In terms of qualities to search for in a partner, businesses should look for experience in their industry and the offering of more than just one or two different types of software. A partner that understands the unique needs of a given market is better able to suggest the modifications, modules and additional software that truly increases the ROI of a business software solution. Having a variety of different platforms available allows a partner to choose the best fit possible for a given implementation instead of trying to force a single system onto any and all clients. One other aspect to consider in this regard is location. Working with a partner that’s in the same general region allows for easier and more frequent in-person interactions, which is a big help for implementations.
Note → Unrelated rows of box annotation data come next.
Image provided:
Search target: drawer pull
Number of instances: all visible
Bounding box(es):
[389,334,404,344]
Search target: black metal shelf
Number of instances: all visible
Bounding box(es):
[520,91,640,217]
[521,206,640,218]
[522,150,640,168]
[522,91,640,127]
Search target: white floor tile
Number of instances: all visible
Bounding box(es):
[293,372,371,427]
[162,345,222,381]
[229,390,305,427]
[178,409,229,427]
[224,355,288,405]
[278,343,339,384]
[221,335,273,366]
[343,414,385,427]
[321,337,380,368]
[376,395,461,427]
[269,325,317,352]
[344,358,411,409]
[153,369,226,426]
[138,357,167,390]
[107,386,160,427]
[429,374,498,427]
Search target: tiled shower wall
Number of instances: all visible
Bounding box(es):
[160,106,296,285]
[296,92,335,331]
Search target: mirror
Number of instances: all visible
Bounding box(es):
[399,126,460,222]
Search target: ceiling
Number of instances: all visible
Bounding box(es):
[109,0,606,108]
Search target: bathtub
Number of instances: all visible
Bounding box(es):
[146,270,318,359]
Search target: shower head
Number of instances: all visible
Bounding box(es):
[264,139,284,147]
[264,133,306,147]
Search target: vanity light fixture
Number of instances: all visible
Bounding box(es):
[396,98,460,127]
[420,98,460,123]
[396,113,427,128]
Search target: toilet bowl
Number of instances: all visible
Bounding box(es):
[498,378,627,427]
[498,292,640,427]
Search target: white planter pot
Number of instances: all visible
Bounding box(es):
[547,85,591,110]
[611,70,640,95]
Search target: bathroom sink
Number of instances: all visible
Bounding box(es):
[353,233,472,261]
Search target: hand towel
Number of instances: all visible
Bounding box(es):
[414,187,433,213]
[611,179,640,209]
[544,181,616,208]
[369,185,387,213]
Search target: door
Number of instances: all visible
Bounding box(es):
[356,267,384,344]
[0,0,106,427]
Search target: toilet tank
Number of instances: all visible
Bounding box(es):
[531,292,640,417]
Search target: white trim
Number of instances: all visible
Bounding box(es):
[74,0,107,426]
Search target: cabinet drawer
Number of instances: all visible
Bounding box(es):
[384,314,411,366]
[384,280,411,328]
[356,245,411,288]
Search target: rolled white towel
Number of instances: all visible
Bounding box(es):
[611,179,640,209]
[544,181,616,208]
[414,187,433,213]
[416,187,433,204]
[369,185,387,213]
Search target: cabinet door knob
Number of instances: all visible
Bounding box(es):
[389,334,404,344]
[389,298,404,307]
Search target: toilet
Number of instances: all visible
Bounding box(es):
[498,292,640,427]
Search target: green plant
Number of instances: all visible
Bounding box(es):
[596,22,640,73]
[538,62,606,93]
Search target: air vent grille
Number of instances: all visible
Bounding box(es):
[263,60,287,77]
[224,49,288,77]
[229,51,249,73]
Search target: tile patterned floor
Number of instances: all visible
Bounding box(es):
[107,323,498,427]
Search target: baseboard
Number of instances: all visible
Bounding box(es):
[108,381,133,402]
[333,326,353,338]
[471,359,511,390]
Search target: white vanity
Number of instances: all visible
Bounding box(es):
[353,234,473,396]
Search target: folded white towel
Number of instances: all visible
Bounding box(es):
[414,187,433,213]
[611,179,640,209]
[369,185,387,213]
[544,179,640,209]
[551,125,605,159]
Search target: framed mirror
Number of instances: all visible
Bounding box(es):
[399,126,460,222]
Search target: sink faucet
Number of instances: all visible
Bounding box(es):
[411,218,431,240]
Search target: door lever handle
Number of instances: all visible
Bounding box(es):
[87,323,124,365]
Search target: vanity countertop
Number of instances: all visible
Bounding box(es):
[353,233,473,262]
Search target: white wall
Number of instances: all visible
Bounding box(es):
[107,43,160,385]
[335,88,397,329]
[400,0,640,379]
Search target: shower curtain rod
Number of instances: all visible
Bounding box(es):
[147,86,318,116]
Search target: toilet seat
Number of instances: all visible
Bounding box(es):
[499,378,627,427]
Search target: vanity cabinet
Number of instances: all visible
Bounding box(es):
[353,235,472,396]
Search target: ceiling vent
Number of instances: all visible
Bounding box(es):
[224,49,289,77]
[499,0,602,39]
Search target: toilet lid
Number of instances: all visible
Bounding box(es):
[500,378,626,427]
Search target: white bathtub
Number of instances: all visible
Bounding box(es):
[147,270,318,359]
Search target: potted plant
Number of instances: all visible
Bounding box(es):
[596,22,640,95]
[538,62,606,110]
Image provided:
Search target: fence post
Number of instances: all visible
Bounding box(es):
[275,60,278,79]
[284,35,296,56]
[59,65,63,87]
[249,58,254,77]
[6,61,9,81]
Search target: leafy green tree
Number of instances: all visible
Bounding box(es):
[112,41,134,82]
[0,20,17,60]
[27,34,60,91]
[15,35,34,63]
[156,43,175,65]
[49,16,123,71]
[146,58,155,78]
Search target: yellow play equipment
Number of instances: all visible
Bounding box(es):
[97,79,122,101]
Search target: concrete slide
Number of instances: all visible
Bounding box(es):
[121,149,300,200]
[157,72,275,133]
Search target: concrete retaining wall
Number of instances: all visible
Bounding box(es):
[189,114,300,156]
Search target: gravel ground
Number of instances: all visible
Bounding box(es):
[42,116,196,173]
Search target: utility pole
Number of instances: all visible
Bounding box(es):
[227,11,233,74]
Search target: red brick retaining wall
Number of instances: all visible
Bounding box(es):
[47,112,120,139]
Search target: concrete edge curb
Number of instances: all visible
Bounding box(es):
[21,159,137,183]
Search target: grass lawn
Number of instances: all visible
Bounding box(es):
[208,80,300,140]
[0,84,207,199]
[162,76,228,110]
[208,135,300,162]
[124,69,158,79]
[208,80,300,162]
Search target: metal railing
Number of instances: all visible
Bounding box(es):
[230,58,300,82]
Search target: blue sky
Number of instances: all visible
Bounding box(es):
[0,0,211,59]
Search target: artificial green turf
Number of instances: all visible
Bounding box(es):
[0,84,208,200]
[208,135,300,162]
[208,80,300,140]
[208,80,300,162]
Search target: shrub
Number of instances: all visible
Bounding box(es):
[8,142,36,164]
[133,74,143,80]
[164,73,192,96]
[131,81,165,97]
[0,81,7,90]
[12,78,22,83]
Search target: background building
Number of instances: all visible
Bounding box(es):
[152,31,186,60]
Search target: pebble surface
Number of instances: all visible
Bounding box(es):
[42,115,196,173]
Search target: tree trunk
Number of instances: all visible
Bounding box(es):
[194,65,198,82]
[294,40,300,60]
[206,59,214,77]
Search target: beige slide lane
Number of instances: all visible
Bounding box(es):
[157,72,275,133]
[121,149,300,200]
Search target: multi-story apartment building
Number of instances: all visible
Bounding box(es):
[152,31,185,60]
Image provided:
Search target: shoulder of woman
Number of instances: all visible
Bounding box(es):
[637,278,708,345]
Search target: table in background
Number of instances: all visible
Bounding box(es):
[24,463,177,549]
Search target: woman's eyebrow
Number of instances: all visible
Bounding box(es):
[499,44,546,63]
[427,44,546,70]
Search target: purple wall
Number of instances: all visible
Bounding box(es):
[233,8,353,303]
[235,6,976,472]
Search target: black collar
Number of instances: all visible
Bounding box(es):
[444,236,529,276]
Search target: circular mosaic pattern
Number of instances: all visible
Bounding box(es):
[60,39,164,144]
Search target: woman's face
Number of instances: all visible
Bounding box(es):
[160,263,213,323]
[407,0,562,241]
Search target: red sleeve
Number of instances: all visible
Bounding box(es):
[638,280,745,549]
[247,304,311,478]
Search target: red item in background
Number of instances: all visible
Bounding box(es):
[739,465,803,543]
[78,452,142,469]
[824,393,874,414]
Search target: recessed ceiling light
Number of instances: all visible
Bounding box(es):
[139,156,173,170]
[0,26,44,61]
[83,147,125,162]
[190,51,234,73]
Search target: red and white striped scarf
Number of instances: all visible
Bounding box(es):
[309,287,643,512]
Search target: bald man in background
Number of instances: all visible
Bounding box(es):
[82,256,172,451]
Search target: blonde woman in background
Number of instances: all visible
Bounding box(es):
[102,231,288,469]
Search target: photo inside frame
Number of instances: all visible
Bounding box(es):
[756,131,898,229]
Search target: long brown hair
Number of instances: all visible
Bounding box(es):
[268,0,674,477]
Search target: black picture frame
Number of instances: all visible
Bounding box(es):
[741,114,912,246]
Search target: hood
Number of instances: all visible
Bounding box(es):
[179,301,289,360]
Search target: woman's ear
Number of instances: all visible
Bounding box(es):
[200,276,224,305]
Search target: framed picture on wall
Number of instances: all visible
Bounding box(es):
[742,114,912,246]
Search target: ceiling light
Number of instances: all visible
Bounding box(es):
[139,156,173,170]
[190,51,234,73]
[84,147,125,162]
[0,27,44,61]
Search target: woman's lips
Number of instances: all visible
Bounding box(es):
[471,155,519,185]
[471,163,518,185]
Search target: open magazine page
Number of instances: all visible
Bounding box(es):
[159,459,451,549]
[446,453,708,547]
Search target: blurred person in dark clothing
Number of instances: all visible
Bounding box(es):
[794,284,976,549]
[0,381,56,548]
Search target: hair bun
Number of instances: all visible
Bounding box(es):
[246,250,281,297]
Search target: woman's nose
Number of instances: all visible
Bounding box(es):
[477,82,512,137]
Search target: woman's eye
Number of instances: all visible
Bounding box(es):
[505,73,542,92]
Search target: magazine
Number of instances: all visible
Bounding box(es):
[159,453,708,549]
Getting employees on board
Employee engagement is a common issue for businesses, and it’s no different when it comes to getting staff members educated and excited about a new business software system. There are plenty of specifics an ERP or CRM partner can help provide guidance for, such as technical education related to everyday use. However, there are a few pointers that can help set the stage for successful engagement. Businesses have to start informing employees early on about the addition of a new system, letting the idea sink in. Organizations also need to explain the benefits of a new system on the companywide and individual levels so staff members can understand how the change will help them and the business as a whole. Another important strategy to keep in mind is providing more than one type of learning material – visual, written, hands-on and other types of strategies – as people learn in many different ways.